In Boltzmann's formula S = k log W, k is Boltzmann's constant and W is the count of microstates. A system with more equivalent ways to be arranged has higher entropy.
Why it matters
How it works
The thermodynamic definition treats entropy as the quantity dS = dQ_rev / T — heat added reversibly, divided by temperature. This was Clausius's nineteenth-century formulation, devised before the atomic theory was settled. It explains why heat flows spontaneously from hot to cold (entropy increases) but never the reverse (entropy would decrease).
Ludwig Boltzmann supplied the microscopic interpretation. A gas of N molecules has astronomically many microstates — specific positions and momenta — consistent with the macroscopic temperature and pressure. Equilibrium is overwhelmingly the most probable macrostate simply because it corresponds to the largest number of microstates. The system tends to higher entropy not because of any new force, but because the disordered configurations vastly outnumber the ordered ones.

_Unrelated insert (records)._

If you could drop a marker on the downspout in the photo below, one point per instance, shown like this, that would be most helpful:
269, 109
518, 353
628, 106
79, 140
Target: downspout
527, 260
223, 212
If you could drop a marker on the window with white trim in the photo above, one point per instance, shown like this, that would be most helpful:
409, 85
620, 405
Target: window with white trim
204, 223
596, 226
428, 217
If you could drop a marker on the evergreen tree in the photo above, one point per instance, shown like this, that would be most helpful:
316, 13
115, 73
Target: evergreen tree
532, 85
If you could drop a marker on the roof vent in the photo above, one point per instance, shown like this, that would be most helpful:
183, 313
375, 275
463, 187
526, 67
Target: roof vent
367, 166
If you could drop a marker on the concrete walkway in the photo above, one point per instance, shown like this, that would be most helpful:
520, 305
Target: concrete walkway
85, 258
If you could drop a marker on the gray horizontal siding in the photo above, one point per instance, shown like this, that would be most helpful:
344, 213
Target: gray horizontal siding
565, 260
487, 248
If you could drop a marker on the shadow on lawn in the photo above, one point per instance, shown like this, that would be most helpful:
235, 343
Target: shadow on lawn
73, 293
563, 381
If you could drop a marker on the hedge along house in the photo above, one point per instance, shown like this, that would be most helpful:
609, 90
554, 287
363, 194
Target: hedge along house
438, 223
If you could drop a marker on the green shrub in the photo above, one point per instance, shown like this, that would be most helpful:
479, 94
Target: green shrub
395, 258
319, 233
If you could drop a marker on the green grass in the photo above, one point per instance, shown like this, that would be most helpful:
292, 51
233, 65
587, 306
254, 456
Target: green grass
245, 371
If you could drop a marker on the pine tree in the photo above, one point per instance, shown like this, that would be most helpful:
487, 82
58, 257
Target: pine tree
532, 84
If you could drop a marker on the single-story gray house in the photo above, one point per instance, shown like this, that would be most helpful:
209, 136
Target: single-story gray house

Claude Shannon later showed in 1948 that the same mathematical structure describes information: the entropy of a message source measures the average number of bits needed to encode it. Connecting thermodynamic entropy to information-theoretic entropy is what underlies modern arguments about Maxwell's demon, the Landauer limit on irreversible computing, and — crucially for Hawking's work — the information carried by black holes and their radiation.